Maybe function-level trusted isn't a good approximation though. I suppose a better approach could be to label specific variables as unsafe, forcing a trusted annotation on every use of the variable. This way you can write a struct wrapping a pointer, make the pointer property unsafe, and force yourself to write trusted everywhere you use that pointer property (and hopefully consider whether it escapes at every corner). Illustration:
struct WrappedPointer: ~Copyable {
unsafe var pointer = malloc(10)
func printMe() {
// even if print is safe, we must trust `print` will not escape pointer
trusted { print(pointer) }
}
deinit {
// both free and pointer are unsafe, so trust is needed
trusted { free(pointer) }
}
}
Bonus points if the call to free in deinit can somehow warn when var pointer is not labeled unsafe, which will cause the programmer to add unsafe to pointer's declaration, which in turn will force every use of this variable to become trusted and in need to being audited like in the above.
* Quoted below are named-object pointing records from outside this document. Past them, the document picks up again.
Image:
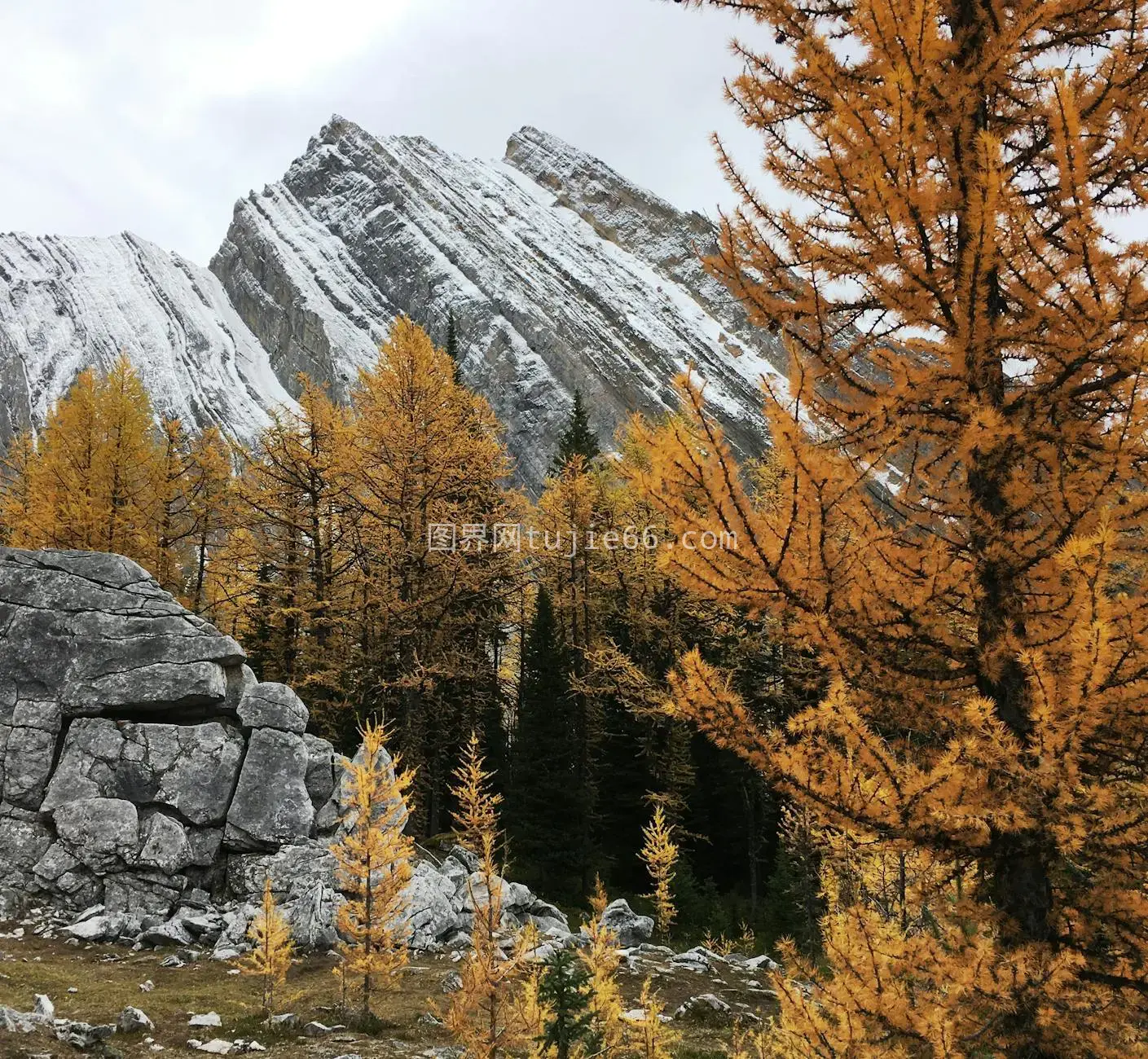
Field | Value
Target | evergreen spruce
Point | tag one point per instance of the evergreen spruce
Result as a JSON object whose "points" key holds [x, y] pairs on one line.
{"points": [[578, 438], [564, 988], [544, 805]]}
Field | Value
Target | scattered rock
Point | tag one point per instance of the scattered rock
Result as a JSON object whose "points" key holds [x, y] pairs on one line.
{"points": [[134, 1022], [208, 1019], [626, 925]]}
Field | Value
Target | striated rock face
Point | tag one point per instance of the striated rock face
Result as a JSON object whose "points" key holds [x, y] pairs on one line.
{"points": [[69, 303], [561, 275]]}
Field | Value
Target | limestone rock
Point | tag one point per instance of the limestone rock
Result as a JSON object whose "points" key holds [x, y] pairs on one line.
{"points": [[163, 843], [101, 833], [190, 767], [627, 926], [132, 1020], [93, 631], [274, 705], [320, 770], [271, 805]]}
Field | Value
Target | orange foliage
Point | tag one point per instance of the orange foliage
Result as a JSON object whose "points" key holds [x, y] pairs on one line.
{"points": [[955, 517]]}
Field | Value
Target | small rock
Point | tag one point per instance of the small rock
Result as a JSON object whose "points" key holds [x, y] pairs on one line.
{"points": [[209, 1019], [132, 1022]]}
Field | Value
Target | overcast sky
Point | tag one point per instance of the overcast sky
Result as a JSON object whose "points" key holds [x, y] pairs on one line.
{"points": [[155, 117]]}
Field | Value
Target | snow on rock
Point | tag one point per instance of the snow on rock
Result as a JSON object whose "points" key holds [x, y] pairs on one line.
{"points": [[559, 272], [69, 303]]}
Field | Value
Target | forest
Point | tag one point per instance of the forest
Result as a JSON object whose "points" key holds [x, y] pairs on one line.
{"points": [[900, 727], [320, 550]]}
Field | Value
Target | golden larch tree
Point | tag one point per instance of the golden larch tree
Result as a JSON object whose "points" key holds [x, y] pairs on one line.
{"points": [[209, 498], [489, 1016], [373, 867], [425, 468], [602, 963], [272, 949], [95, 477], [650, 1036], [659, 854], [957, 521]]}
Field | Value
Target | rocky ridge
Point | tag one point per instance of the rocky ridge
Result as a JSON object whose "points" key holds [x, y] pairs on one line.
{"points": [[561, 275]]}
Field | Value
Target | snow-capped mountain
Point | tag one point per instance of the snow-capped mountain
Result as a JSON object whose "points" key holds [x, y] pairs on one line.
{"points": [[561, 275], [67, 304]]}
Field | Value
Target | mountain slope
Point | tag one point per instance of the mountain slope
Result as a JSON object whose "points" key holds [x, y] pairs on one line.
{"points": [[67, 304], [561, 275]]}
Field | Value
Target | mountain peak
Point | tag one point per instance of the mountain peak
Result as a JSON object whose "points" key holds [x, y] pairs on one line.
{"points": [[561, 273]]}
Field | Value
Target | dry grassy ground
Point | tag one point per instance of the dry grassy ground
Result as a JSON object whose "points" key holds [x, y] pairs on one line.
{"points": [[107, 978]]}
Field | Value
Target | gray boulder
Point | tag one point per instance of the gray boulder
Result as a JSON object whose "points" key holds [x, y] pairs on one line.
{"points": [[294, 871], [28, 742], [271, 806], [429, 896], [93, 631], [312, 916], [192, 769], [142, 893], [274, 705], [134, 1022], [101, 833], [163, 843], [625, 924]]}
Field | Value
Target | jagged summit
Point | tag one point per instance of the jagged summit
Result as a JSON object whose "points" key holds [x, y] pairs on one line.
{"points": [[73, 302], [561, 273]]}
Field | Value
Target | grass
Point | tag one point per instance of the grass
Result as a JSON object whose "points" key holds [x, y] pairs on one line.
{"points": [[108, 978]]}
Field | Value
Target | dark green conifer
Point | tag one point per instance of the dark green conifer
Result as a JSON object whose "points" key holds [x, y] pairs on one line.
{"points": [[564, 986], [544, 808], [578, 437]]}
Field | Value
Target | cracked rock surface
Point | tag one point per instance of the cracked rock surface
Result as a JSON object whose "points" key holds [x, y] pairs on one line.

There have been times that I’ve needed to mark an entire struct unsafe in C#:
unsafe struct PointerHolder
{
void* ptr;
}
Without the word unsafe there, it doesn’t even let you have the pointer-typed field. I believe you can mark individual properties unsafe, but then you can’t access it even from the struct’s own methods (unless they’re also unsafe), which kind of defeats the point.
It's an interesting question whether types need to be marked essentially "unsafe" or not. One could argue that simply holding onto a pointer value isn't unsafe in and of itself, but if all of the possible operations for constructing, loading from, and storing to the referenced memory are marked unsafe, then you can only practically use the pointer value from code that's allowed to do unsafe things, without needing the presence of the type itself to be contagiously unsafe.